"When you optimise characters on a tree inferred from the very same characters to draw conclusion about evolutionary pathways (the change of morphs through time, which you model with the tree), it's circular."
Oh, sorry! I agree with this, of course. I didn't understand that you were thinking three steps ahead! I was only thinking of making apomorphy lists or change lists – restatements of the tree, not uses of the tree for further research.
"To de-circularise you need to make a reconstruction without the traits you want to map. Which, in your set-up, is impossible because then you expect a worse tree."
That would be the case if all known characters which are parsimony-informative for the taxon sample were included in the matrix. That's an ideal no analysis has probably reached. In the present case, a lot of known parsimony-informative characters have yet to be added, as you can see from the first "figure" in this post: https://theropoddatabase.blogspot.com/2019/07/phylogeny-of-lori-analysis-1-philosophy.html – maybe the fact that the characters number exactly 700 is not an accident, but a deliberate restriction to avoid even more delays to publication? The most drastic example I found is that 104 such characters from Brusatte et al. (2014) are not yet included.

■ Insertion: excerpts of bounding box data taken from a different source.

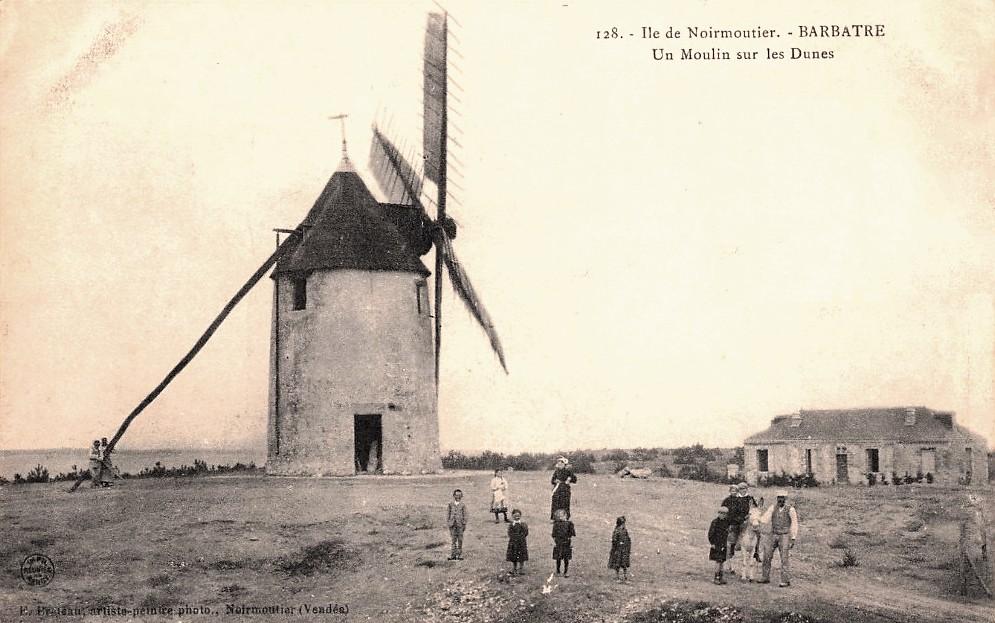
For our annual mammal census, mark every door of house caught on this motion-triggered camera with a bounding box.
[836,454,850,482]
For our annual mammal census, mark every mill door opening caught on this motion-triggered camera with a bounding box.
[354,413,383,474]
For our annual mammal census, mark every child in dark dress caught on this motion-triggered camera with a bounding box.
[507,508,529,575]
[608,517,632,582]
[708,506,729,584]
[553,508,577,578]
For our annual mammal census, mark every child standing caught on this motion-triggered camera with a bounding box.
[608,517,632,582]
[553,508,577,578]
[491,468,509,523]
[708,506,729,584]
[507,508,529,575]
[446,489,466,560]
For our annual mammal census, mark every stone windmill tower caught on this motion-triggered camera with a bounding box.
[266,13,507,475]
[65,13,507,490]
[266,149,441,475]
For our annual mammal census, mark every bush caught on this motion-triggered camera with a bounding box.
[564,452,597,474]
[25,463,48,482]
[839,548,860,569]
[673,443,715,465]
[757,471,819,489]
[602,450,629,464]
[732,446,746,467]
[677,462,725,482]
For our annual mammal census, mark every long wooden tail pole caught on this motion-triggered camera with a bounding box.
[69,231,300,493]
[435,12,449,397]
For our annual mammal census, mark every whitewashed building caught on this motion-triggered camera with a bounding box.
[743,407,988,485]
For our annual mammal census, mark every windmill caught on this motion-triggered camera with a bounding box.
[71,7,507,491]
[370,11,508,391]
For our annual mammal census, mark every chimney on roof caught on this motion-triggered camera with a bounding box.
[933,411,954,429]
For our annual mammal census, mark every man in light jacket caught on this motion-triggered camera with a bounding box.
[760,489,798,587]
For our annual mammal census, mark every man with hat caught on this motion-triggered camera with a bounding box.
[549,456,577,520]
[760,489,798,587]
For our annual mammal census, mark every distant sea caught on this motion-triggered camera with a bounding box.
[0,448,266,480]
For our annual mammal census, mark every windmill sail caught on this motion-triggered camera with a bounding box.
[439,229,508,372]
[370,126,427,207]
[422,13,447,184]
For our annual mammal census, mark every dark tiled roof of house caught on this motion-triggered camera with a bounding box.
[274,162,430,276]
[744,407,976,444]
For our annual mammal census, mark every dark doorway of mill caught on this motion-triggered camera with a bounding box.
[354,413,383,474]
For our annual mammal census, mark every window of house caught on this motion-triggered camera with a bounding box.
[867,448,881,473]
[293,276,307,309]
[415,281,428,314]
[757,450,770,472]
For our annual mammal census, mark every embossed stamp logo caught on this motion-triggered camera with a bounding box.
[21,554,55,586]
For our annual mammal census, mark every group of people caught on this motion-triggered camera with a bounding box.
[446,457,632,581]
[90,437,115,487]
[708,482,798,587]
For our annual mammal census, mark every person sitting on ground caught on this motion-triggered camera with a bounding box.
[708,506,729,584]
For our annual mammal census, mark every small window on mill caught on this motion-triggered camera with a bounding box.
[415,281,428,315]
[293,275,307,310]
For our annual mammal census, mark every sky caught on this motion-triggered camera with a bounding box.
[0,0,995,452]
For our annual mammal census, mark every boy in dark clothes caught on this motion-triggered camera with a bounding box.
[446,489,466,560]
[722,485,746,573]
[708,506,729,584]
[507,508,529,575]
[608,517,632,582]
[553,508,577,578]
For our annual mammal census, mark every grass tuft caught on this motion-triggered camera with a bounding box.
[276,539,358,576]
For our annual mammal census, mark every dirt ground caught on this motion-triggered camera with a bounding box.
[0,472,995,623]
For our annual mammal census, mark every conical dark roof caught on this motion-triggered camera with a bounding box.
[274,160,429,276]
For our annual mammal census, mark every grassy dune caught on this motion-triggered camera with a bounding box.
[0,472,993,623]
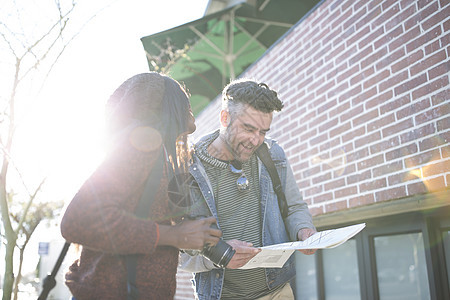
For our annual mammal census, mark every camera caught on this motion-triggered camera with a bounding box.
[201,223,236,268]
[168,173,236,268]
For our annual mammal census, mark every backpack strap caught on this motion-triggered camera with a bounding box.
[125,151,164,300]
[256,143,288,219]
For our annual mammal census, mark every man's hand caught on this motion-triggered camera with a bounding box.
[227,240,261,269]
[158,217,222,250]
[297,228,317,255]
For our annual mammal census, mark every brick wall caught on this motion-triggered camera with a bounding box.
[196,0,450,216]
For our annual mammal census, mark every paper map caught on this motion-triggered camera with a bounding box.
[240,223,366,269]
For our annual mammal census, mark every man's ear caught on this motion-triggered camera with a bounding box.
[220,110,231,127]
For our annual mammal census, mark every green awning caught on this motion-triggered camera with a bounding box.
[141,0,318,114]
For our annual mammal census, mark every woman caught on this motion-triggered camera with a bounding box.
[61,73,221,300]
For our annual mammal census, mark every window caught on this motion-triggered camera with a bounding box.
[294,206,450,300]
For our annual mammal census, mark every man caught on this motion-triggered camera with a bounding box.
[181,79,316,300]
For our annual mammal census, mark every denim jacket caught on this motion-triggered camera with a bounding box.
[180,131,314,300]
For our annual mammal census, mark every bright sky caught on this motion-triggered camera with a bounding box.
[0,0,208,271]
[11,0,208,202]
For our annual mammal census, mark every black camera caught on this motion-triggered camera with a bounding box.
[201,223,236,268]
[168,173,236,268]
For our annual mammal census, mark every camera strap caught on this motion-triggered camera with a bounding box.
[256,143,288,220]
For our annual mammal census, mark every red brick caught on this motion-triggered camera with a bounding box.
[422,160,450,177]
[415,103,450,125]
[359,178,387,193]
[382,118,414,137]
[379,70,408,92]
[425,40,441,55]
[375,48,405,71]
[313,193,333,203]
[384,5,416,31]
[421,4,450,30]
[350,65,375,85]
[319,118,339,132]
[312,172,331,184]
[363,70,391,89]
[339,85,362,103]
[352,109,379,127]
[374,25,403,48]
[391,48,423,73]
[308,206,324,217]
[343,7,366,30]
[335,65,360,85]
[361,47,388,69]
[370,136,400,154]
[342,126,366,143]
[380,95,411,114]
[325,200,347,213]
[400,123,436,144]
[346,148,369,163]
[388,171,420,186]
[394,74,427,96]
[327,81,348,98]
[356,6,383,30]
[375,186,406,202]
[319,137,341,152]
[303,185,323,197]
[428,61,450,80]
[404,3,437,30]
[324,178,345,191]
[385,143,418,161]
[431,89,450,106]
[405,150,441,168]
[348,194,375,208]
[372,161,403,178]
[357,154,384,171]
[334,186,358,199]
[309,132,328,146]
[408,176,446,195]
[335,46,359,65]
[365,91,394,114]
[329,122,352,138]
[367,114,395,132]
[355,131,381,149]
[347,170,372,184]
[436,117,450,131]
[396,99,430,120]
[410,50,448,76]
[345,23,372,49]
[352,86,378,109]
[339,104,364,123]
[389,26,421,52]
[326,62,348,82]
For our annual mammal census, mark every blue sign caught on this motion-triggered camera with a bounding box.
[38,242,50,255]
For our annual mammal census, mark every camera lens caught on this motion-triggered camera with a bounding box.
[202,223,236,268]
[202,240,236,268]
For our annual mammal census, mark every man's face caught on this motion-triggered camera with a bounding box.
[223,105,273,162]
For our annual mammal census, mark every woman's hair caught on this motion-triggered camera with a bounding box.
[106,72,190,173]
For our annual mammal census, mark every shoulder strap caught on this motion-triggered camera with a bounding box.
[256,143,288,219]
[125,151,164,300]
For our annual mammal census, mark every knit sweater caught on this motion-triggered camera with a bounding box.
[61,131,178,300]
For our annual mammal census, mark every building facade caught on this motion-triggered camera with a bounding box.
[184,0,450,300]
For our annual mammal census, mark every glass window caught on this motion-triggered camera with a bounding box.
[374,233,430,300]
[295,251,319,300]
[322,239,361,300]
[443,231,450,286]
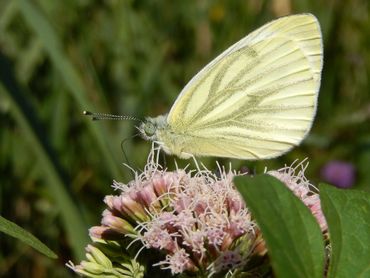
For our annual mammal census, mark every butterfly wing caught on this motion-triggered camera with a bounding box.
[167,14,323,159]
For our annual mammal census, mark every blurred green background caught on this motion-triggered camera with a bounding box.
[0,0,370,277]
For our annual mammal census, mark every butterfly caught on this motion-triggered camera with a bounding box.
[86,14,323,160]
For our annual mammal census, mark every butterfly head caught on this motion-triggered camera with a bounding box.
[137,115,166,141]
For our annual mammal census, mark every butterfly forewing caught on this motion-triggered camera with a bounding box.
[167,14,322,159]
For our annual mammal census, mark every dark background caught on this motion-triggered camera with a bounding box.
[0,0,370,277]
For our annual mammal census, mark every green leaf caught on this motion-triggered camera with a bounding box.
[234,175,324,278]
[0,216,58,259]
[320,184,370,278]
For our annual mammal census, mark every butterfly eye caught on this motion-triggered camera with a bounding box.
[144,122,157,137]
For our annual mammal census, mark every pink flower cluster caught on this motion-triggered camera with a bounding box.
[70,151,327,277]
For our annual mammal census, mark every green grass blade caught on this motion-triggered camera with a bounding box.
[0,216,58,259]
[18,0,121,178]
[0,55,88,259]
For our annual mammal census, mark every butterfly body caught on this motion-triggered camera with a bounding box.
[139,14,322,159]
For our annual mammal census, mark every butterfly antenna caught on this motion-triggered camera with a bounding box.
[83,111,143,122]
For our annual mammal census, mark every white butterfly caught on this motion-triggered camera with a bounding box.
[88,14,323,159]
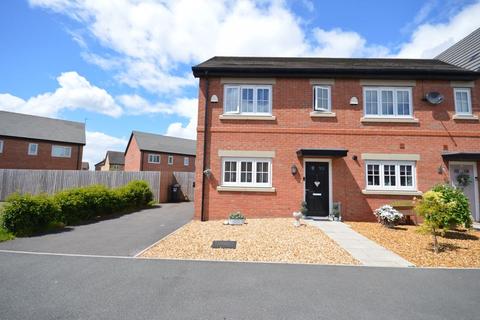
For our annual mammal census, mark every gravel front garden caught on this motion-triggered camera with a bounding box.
[142,218,359,265]
[347,222,480,268]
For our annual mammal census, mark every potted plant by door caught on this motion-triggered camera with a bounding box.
[228,211,245,225]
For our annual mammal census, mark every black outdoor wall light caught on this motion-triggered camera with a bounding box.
[290,164,298,176]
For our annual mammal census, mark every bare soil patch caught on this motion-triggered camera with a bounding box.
[142,218,359,264]
[348,222,480,268]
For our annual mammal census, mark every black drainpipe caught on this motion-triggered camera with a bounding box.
[200,71,209,221]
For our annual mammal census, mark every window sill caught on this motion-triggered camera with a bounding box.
[362,189,423,196]
[218,114,277,121]
[452,114,478,121]
[310,111,337,118]
[217,186,275,192]
[360,117,420,123]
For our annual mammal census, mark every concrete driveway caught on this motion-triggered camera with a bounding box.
[0,252,480,320]
[0,202,193,256]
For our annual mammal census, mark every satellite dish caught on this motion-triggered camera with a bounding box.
[425,91,443,104]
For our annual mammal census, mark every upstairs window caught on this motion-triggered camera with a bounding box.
[148,153,160,163]
[223,85,272,115]
[453,88,472,115]
[313,86,332,112]
[28,143,38,156]
[52,146,72,158]
[363,87,413,118]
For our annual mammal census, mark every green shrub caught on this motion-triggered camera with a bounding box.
[432,184,472,228]
[3,194,61,235]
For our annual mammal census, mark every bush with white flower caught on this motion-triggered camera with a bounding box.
[373,205,403,228]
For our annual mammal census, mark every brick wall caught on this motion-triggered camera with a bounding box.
[195,78,480,220]
[0,136,83,170]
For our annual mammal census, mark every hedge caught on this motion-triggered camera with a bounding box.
[3,181,153,235]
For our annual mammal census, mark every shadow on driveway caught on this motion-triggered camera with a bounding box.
[0,202,193,256]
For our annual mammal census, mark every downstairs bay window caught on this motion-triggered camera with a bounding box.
[365,161,416,191]
[222,158,272,187]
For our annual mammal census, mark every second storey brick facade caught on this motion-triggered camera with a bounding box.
[193,57,480,221]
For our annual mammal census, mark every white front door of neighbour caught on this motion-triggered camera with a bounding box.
[449,162,480,221]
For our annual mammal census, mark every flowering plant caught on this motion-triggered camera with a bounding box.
[373,205,403,228]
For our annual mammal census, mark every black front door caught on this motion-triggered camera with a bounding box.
[305,162,330,217]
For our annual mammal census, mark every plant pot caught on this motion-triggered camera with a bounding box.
[228,219,245,226]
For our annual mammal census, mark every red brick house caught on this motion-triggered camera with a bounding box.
[0,111,85,170]
[192,57,480,221]
[95,150,125,171]
[125,131,196,172]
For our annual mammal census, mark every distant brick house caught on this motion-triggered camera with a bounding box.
[95,151,125,171]
[0,111,85,170]
[125,131,196,172]
[192,57,480,221]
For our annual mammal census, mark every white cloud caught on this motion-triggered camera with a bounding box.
[83,131,128,169]
[0,71,122,117]
[396,2,480,58]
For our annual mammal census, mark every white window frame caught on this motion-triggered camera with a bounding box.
[453,88,473,116]
[222,157,272,188]
[313,85,332,112]
[27,143,38,156]
[363,86,413,119]
[223,85,272,115]
[52,144,72,158]
[148,153,162,164]
[364,160,417,191]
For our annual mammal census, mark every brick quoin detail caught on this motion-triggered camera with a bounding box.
[195,77,480,221]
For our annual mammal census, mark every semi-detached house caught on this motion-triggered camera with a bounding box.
[192,57,480,221]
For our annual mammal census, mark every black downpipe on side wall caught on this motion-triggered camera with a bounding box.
[200,71,209,221]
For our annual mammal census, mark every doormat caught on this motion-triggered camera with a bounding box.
[212,240,237,249]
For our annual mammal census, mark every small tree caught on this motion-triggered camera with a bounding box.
[415,185,472,253]
[415,191,453,253]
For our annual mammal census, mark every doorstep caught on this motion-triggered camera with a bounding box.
[305,219,415,267]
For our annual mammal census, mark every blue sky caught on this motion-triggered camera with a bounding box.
[0,0,480,163]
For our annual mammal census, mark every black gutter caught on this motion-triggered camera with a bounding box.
[200,71,209,221]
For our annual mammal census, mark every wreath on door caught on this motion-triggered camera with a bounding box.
[457,172,472,188]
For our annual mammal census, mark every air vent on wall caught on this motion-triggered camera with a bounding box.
[425,91,443,104]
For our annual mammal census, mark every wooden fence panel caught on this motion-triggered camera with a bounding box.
[0,169,161,201]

"Adding more and more taxa with less and less information, you end up with more and more pseudo-monophyla: wrong internodes, branches that are just artefacts, such as clades based on positively selected convergences."
Yes! You have to add characters, too!
"Adding more characters won't help, because you just add more "?" for that taxon."
It is a very important fact that adding characters can change what the most parsimonious trees for the taxa that can be scored for it are, and that in turn can change what the most parsimonious trees for all taxa are, and that in turn can change the optimizations for other characters which another taxon may be scored for and by which those taxa may be placed. There are many papers that have analyzed mixed matrices and found that the addition of molecular data to an otherwise morphological matrix changes the positions of fossil taxa for which molecular data are wholly unknown.
"Worst case scenario is you add a shared apomorphy and two parallelisms, enforcing the wrong clade"
That can happen if the two parallelisms are compatible with each other and if the other 500 parallelisms don't cancel them out.
That, in turn, happens when there are redundant (or less extremely correlated) characters in the matrix. And that's a widespread problem that there's literature about; it is a lot of work to tackle.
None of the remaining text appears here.